Его пальцы отвели прядь волос с ее лица. Прикосновение показалось нежным как ласка. Она представила себе эти длинные сильные пальцы, перебирающие струны лютни, но в ту же минуту в окру- жавшую ее тьму проник тонкий, едва уловимый запах сандала, и ее охватило незабываемое ощущение однажды пережитого ужаса. Джонет вспомнила.

Это был он! Тот самый мужчина! Тот самый, что грозил убить ее.

Она вздрогнула. Сердце ее сжалось от страха, дыхание болезненно участилось.

Его пальцы перестали гладить ее по волосам. Джонет усилием воли заставила себя лежать неподвижно с закрытыми глазами.

Несколько долгих мгновений мужчина пребывал в неподвижности.

— Признавайся, — проговорил он наконец. — Чем я себя выдал?

Девушка открыла глаза.

— Что вы хотите сказать?

Его глаза прищурились, и ее вдруг пронизал холод.

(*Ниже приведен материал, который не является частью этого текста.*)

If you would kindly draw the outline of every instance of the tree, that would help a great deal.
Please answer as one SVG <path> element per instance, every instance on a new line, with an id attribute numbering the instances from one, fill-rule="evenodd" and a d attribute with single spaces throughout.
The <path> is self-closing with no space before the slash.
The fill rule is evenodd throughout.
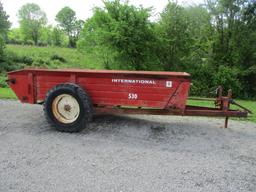
<path id="1" fill-rule="evenodd" d="M 33 40 L 37 45 L 41 30 L 47 22 L 45 12 L 37 4 L 27 3 L 20 8 L 18 17 L 24 40 Z"/>
<path id="2" fill-rule="evenodd" d="M 70 7 L 62 8 L 56 15 L 56 21 L 69 37 L 69 46 L 76 47 L 76 41 L 82 30 L 83 21 L 77 20 L 76 12 Z"/>
<path id="3" fill-rule="evenodd" d="M 189 20 L 185 8 L 169 2 L 161 13 L 158 34 L 161 63 L 165 70 L 181 70 L 182 59 L 189 54 Z"/>
<path id="4" fill-rule="evenodd" d="M 8 21 L 8 15 L 4 11 L 3 5 L 0 1 L 0 60 L 3 57 L 4 42 L 7 38 L 7 32 L 10 28 L 10 22 Z"/>
<path id="5" fill-rule="evenodd" d="M 80 49 L 104 56 L 106 68 L 159 69 L 154 68 L 158 62 L 153 51 L 156 38 L 150 11 L 119 0 L 104 1 L 104 7 L 95 8 L 85 23 Z M 117 66 L 109 66 L 109 61 Z"/>

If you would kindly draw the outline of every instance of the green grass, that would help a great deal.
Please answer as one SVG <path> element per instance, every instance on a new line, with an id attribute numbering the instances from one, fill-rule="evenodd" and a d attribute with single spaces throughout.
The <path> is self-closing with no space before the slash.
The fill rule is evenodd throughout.
<path id="1" fill-rule="evenodd" d="M 0 88 L 0 99 L 17 99 L 10 88 Z"/>
<path id="2" fill-rule="evenodd" d="M 17 97 L 10 88 L 0 88 L 0 99 L 17 99 Z M 250 109 L 253 112 L 253 114 L 248 117 L 248 120 L 256 122 L 256 101 L 245 101 L 245 100 L 236 100 L 236 101 L 242 106 Z M 214 107 L 214 103 L 211 101 L 188 100 L 188 105 Z M 236 108 L 234 107 L 233 109 L 236 109 Z"/>
<path id="3" fill-rule="evenodd" d="M 102 69 L 104 67 L 97 57 L 81 53 L 77 49 L 7 45 L 7 51 L 13 52 L 20 57 L 30 57 L 34 61 L 41 60 L 53 63 L 51 60 L 53 55 L 61 56 L 66 60 L 65 63 L 57 62 L 53 64 L 55 68 Z"/>
<path id="4" fill-rule="evenodd" d="M 237 103 L 240 105 L 248 108 L 253 112 L 252 115 L 249 114 L 249 117 L 247 118 L 249 121 L 256 122 L 256 101 L 248 101 L 248 100 L 236 100 Z M 194 106 L 204 106 L 204 107 L 214 107 L 214 102 L 212 101 L 196 101 L 196 100 L 188 100 L 188 105 L 194 105 Z M 231 109 L 239 109 L 236 106 L 231 105 Z"/>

— Не держи меня за дурака, милая, а не то я заставлю тебя сильно об этом пожалеть.

Джонет сразу почувствовала, что он на это способен, а взглянув снизу вверх в его суровое, решительное лицо, поняла, что в этом не может быть никаких сомнений.

— Ваш запах, — прошептала она. — Я… я его узнала.

— Мой… что?

— Ваш запах. Ну… что-то душистое, терпкое. Кажется, это сандаловое дерево.

Он уставился на нее с недоумением, потом его лицо осветила веселая улыбка.

— Сандаловое дерево? Боже милостивый!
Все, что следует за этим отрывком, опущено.